The fallacy of absolute numbers
I often come across the following type of arguments in research papers:
- You could save 3 bits of storage for every value in your database. Surely that’s irrelevant. Nobody cares about saving 3 bits!
- You can sort arrays in 10 ms. Surely, that cannot be improved upon? You are already down to 10 ms and nobody cares about such small delays.
I hope you can see what is wrong with these statements?
I call it the fallacy of absolute numbers: you express a measure or a gain in absolute value, and then conclude to optimality or near optimality because the number appears small (or large).
Remember: Saving 3 bits of storage out of 6 bits is a 2:1 compression ratio.
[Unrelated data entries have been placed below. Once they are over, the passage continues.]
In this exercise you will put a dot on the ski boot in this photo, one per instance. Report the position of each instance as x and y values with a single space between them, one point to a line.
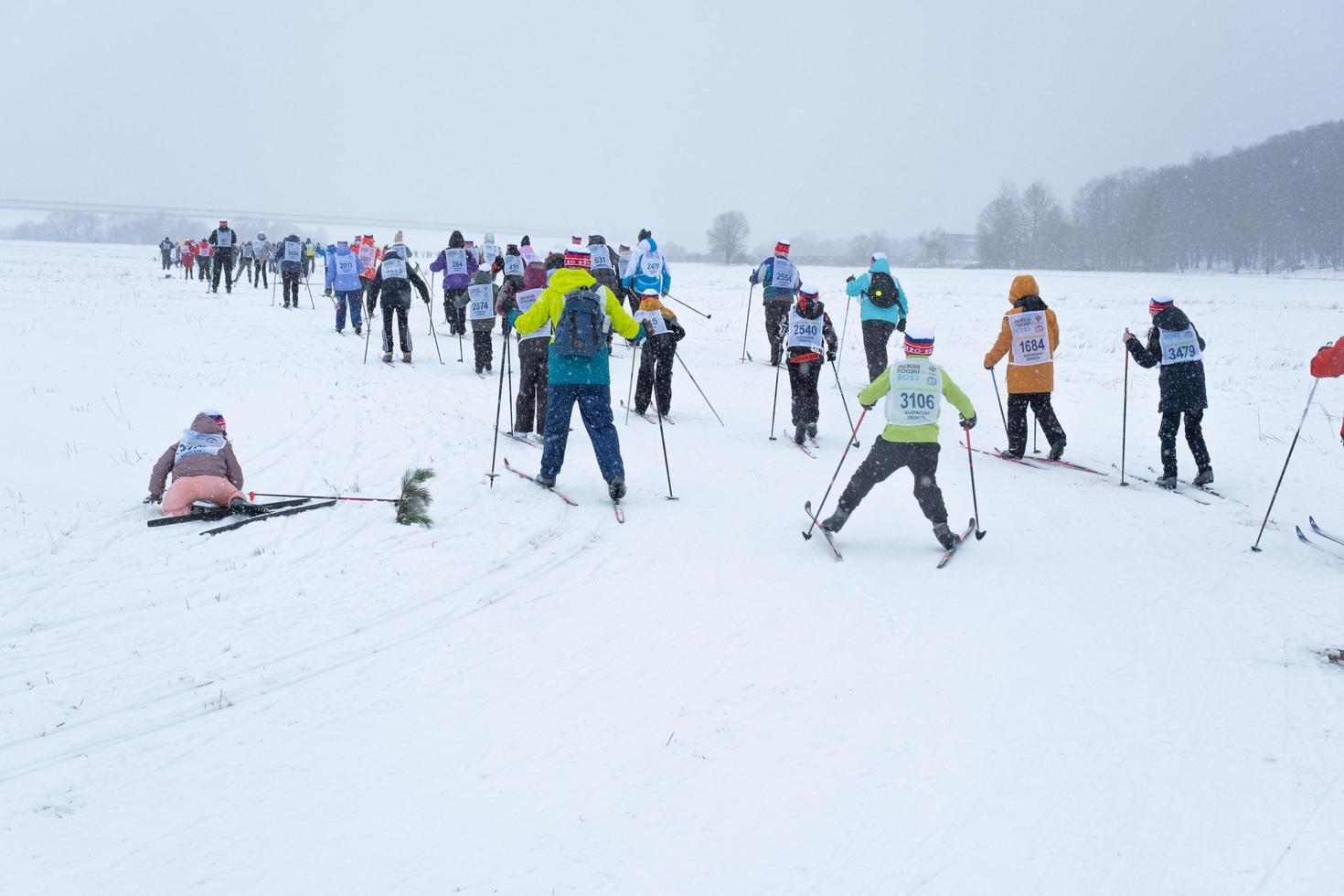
837 520
946 538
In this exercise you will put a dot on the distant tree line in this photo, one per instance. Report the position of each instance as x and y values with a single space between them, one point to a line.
1275 206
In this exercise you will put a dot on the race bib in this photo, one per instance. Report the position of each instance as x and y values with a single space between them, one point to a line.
915 398
480 301
1029 338
454 261
651 266
657 324
804 334
1179 347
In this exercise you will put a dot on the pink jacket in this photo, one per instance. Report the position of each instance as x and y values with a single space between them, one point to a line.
203 450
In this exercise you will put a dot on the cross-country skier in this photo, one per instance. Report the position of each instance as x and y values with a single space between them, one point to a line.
804 331
203 469
457 265
883 308
1176 346
780 277
578 367
343 274
1029 336
663 334
915 389
223 242
392 283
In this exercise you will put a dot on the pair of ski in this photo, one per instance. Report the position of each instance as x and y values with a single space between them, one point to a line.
273 509
615 506
1326 535
835 549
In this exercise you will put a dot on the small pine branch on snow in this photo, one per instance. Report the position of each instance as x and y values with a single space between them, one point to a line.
413 507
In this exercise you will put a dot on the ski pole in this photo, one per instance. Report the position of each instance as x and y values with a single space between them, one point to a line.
664 440
774 407
745 326
629 392
253 496
846 403
1124 422
499 400
691 306
975 503
848 445
699 389
1007 434
1255 547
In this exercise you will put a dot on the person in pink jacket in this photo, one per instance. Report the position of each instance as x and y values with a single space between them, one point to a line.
203 469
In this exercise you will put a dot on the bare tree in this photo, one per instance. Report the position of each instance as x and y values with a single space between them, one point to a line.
728 235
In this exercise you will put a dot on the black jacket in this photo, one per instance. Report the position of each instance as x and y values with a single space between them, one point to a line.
1181 384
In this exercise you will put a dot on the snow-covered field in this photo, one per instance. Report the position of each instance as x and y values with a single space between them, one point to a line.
1108 695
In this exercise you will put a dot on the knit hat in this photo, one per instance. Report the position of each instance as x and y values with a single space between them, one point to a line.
920 340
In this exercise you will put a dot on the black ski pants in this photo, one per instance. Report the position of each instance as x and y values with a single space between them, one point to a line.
886 458
1194 437
534 366
1044 412
875 335
803 387
656 374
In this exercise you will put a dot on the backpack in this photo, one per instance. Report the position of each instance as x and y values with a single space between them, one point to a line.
882 289
580 331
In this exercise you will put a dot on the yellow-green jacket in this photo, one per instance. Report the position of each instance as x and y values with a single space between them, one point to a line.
912 434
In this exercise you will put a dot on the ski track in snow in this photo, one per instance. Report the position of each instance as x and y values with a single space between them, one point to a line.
1108 695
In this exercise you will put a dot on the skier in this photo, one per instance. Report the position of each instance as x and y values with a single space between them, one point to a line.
1029 336
223 243
914 389
780 277
1329 361
883 308
481 297
203 469
394 281
457 265
663 334
261 255
578 367
804 329
343 274
289 255
188 257
1176 346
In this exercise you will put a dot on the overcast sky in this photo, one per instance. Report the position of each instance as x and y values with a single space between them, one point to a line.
837 117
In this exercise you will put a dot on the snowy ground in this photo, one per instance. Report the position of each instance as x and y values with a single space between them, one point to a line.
1108 695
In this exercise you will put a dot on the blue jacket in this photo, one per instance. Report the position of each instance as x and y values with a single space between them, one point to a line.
349 283
763 272
859 286
635 277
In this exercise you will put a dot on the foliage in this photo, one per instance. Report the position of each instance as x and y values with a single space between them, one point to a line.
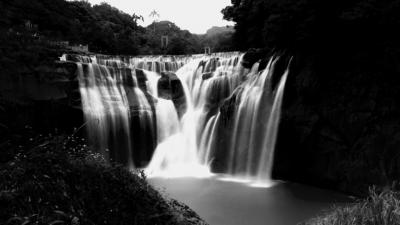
104 28
219 39
58 180
309 25
377 209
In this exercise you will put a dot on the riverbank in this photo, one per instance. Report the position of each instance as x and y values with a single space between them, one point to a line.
58 180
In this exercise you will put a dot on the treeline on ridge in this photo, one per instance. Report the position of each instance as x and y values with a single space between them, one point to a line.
104 28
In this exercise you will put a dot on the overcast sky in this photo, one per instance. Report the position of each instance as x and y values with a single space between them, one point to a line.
194 15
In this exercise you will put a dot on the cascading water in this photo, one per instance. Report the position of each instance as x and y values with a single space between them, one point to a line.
198 113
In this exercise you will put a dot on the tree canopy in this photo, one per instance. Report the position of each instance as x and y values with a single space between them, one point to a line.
104 28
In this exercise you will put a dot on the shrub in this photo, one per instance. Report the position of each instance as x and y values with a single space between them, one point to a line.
377 209
60 181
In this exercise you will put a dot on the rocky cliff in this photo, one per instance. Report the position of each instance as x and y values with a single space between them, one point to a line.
340 126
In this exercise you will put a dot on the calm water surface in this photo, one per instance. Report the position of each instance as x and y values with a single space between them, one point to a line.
228 203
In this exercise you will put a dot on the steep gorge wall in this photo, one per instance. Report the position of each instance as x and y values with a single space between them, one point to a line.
340 128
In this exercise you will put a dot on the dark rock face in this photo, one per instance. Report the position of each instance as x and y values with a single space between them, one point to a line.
170 87
339 129
45 98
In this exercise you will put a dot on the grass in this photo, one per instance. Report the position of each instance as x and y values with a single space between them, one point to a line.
378 209
60 181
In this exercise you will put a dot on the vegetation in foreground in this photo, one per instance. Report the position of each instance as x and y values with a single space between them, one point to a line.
59 181
377 209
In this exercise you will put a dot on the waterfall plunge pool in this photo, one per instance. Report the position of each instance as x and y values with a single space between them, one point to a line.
222 202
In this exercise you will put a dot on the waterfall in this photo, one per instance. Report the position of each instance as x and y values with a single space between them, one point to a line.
183 115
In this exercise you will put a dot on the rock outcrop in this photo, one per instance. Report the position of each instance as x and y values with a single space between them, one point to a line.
339 129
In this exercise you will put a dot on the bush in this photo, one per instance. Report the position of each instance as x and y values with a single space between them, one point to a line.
377 209
60 181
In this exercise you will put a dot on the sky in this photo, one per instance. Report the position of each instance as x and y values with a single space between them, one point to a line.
197 16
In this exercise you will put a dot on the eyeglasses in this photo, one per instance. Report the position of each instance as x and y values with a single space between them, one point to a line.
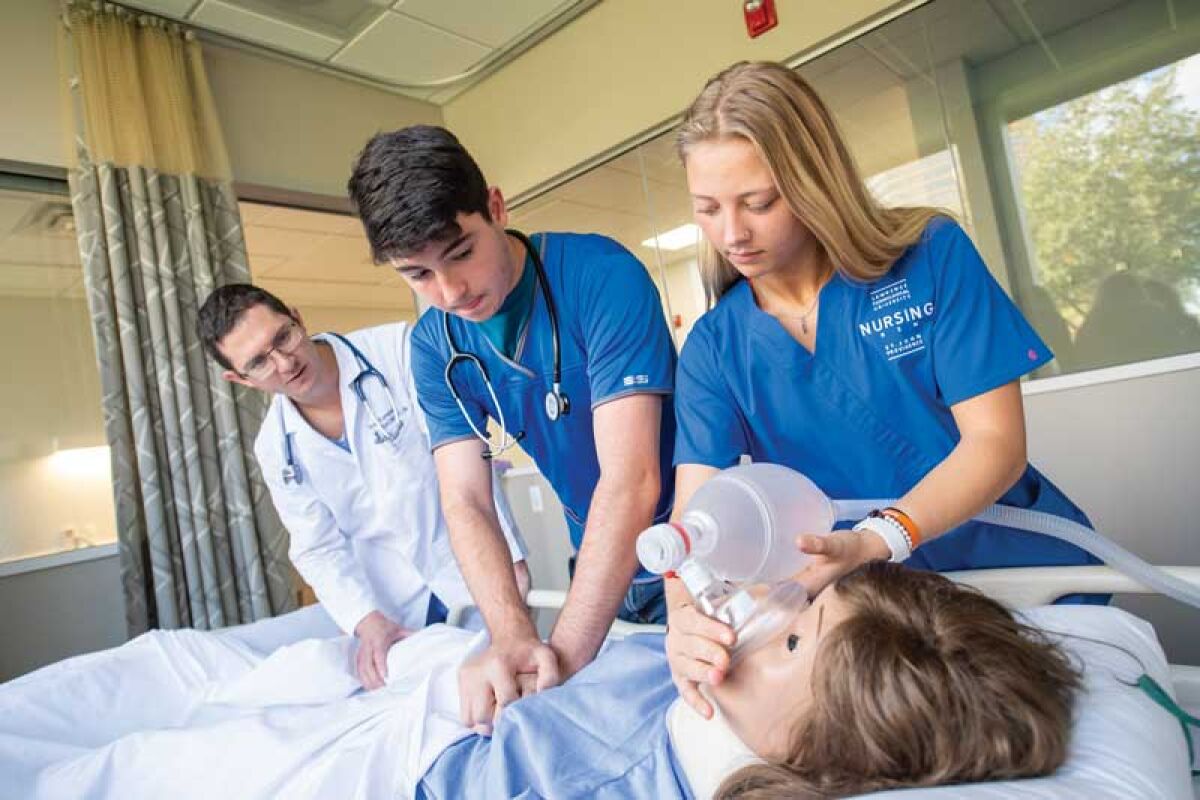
263 366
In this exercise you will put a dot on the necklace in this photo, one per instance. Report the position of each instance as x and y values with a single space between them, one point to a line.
803 318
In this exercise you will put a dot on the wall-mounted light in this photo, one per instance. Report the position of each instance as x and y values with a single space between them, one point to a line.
82 462
685 235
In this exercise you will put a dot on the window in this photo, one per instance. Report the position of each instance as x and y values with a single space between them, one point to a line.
1063 136
319 263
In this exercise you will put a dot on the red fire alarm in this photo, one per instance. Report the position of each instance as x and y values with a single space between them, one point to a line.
760 16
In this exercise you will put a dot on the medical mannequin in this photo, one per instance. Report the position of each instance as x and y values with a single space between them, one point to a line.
867 347
558 340
798 713
345 455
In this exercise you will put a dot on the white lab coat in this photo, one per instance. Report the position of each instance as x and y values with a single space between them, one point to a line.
366 525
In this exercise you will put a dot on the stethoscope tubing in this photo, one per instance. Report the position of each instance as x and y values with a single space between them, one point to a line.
291 471
557 403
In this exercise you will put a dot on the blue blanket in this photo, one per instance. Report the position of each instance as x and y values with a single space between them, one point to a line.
600 735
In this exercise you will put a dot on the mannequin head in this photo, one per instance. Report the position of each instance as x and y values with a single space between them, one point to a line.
897 678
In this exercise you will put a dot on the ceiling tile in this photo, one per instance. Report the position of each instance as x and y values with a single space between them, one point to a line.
339 295
24 281
259 28
405 49
489 23
263 240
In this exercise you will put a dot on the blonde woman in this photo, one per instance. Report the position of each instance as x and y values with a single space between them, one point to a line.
867 347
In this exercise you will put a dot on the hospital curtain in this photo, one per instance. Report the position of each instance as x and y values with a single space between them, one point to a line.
159 228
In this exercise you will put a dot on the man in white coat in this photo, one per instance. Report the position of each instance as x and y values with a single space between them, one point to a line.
345 453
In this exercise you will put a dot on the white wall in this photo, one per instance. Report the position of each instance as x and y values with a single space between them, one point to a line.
1128 453
286 126
31 127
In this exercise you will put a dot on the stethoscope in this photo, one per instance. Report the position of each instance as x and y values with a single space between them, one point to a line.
557 403
292 473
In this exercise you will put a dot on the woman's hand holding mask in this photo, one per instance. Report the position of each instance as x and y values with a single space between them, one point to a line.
697 651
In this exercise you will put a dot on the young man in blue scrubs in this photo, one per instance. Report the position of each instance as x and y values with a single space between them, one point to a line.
601 431
345 455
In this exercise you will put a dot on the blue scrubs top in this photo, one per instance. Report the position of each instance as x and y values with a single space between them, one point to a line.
615 342
868 414
601 734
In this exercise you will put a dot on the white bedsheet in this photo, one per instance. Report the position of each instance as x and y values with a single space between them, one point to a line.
185 714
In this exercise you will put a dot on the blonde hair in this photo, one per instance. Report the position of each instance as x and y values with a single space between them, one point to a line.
927 683
779 113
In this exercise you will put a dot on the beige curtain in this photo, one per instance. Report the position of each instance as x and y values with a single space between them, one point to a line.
159 228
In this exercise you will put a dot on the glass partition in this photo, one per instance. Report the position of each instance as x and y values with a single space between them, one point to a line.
1065 137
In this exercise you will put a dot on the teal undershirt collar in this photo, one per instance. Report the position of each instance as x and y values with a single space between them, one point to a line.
503 329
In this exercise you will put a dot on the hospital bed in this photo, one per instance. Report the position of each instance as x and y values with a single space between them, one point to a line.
1024 588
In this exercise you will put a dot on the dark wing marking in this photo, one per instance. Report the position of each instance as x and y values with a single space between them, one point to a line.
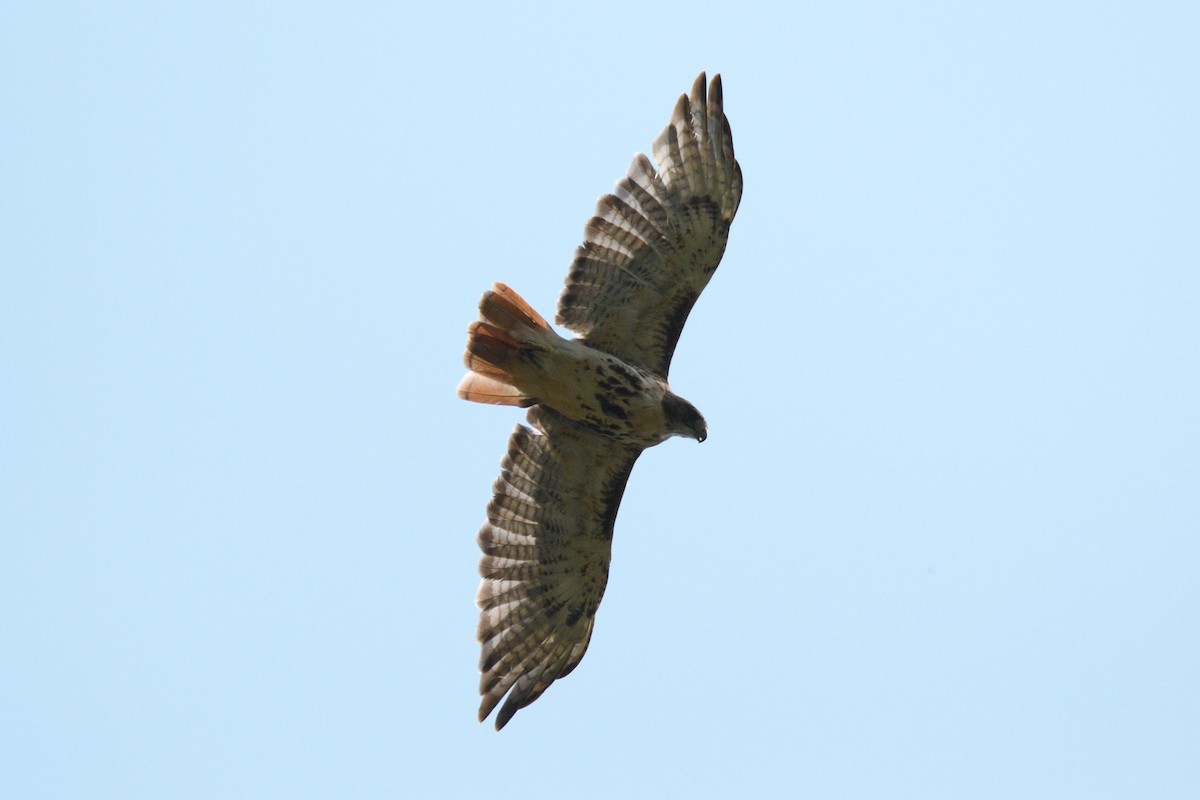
546 548
653 245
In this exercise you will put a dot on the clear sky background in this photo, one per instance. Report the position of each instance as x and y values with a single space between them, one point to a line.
943 539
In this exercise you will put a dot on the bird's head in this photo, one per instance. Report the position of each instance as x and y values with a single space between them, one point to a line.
683 419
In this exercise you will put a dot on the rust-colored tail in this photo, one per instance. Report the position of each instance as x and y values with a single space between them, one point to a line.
495 344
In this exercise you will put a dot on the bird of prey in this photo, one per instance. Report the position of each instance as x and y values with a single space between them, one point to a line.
595 402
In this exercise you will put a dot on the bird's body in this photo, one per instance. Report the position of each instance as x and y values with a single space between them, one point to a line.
595 402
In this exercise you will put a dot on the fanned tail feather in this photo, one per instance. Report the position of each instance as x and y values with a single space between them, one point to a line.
495 344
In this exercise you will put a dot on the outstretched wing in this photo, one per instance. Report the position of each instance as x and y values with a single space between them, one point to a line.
546 548
653 244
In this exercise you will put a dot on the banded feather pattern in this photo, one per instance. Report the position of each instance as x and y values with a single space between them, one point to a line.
546 548
655 241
Sorting in 5 ms instead of 10 ms doubles the speed.
Disclaimer: I am sure that someone else has documented this fallacy, but I could not find any reference to it.
Montreal, Canada 
Follow on
Frederick Mosteller coined the term numerator-only data for things like this.
Comment by John — 18/6/2010 @ 13:16
You’ve got to love blogging! Thanks!
I did read your blog post back then, I’m sure, but I never connected it with what I see in research papers.
Comment by Daniel Lemire — 18/6/2010 @ 14:06
Hi Daniel, love your blog.
I see your point, but…
I just did a Google search for ‘fish’, the results… “About 359,000,000 results (0.17 seconds) ”
Suppose Google told me that they could make it 100 times faster, just 0.0017 seconds!
I really would not care, for me, in this context there is no difference between 0.17 seconds and even 0.00000000000017 seconds.
Of course, you might argue that if I build a crawler can call google a million times, then I would care. This is true, but there really are papers that make similar claims in domains for which we just don’t need speedup.
One example is a paper on a faster way to do a calculations on human ancestor remains. They had a speed-up of a factor of two. However, every prehistoric human ancestor remain we have could comfortably be placed in a small suitcase. Making the algorithm faster was polishing the wrong apple, we just don’t need to speedup that problems.
Comment by Anonymous — 20/6/2010 @ 20:34
When people talk about the improving or comparing any algorithm the only meaningful way to present it is the Pareto front. I learned about it too late, possibly should put blog post about it.
Comment by Alex Mikhalev — 21/6/2010 @ 6:13
On the other hand, beware of the fallacy of relative numbers: if my web site has the fastest growth in access, that is may be because it went up from 1 access (myself) to, say, 100. This is usually clear with the rate of adoption of, say, new browsers.
Comment by Muhammad Alkarouri — 29/6/2010 @ 20:33